The club entrance was in a gangway off a side street, and was lit by a garish bulb. Dirty and exposed to the elements, it provided atmosphere, but little illumination. Almost as if keeping with that theme, the place had hired a doorman who spoke in scat phrases, sometimes wore a topknot, and even in temperate weather cloaked himself in a black leather duster that made everything but his face and hands disappear into the surrounding darkness.
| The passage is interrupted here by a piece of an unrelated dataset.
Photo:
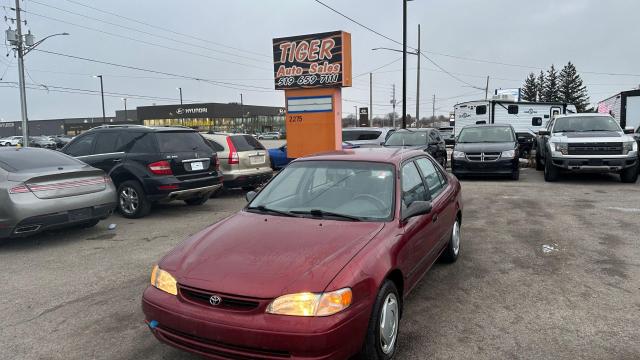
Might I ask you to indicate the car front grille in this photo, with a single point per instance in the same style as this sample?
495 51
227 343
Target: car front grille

The place was popular with club kids and local toughs, but, curiously, there were spaces in the nights were has was alone, or nearly that, and he would sing, or kind of yodel into the empty gangway darkness. In winter he would sometimes spell out the name of the club in the snow with his Dr. Martens, or burn a girl’s initials into the accumulation with the cup of hot tea they would bring him from inside.

He carried a piece of chalk in his coat pocket to write song lyrics, The Clash, mostly, on the black walls of the doorway. On the rare occasions that they’d play such a song inside, he’d go at the wall in a frenzy trying to keep up with the cadence. Once, hearing Morrissey’s crooning Girlfriend in a Coma, he drew a simple heart on the wall and then ran to and fro in the gangway like a caged animal for a moment before reclaiming his station as if nothing unusual had just happened. Rumor was that he’d had a girlfriend, or a sister that had died long ago, but nobody asked him. Even a gangway performance space has some rules of decorum. Besides, the show he put on each night was part of the reason one visited the place, sometimes even the only reason. Many partiers would divert through the gangway while on their way somewhere else, just to see what he was doing, which was sometimes nothing. They would search the wall for his chalk marks, or the snow for his tributes, and finding nothing, look up at him with a smirk as he held his teacup and saucer in fingerless gloves, pinkie out, quietly sipping.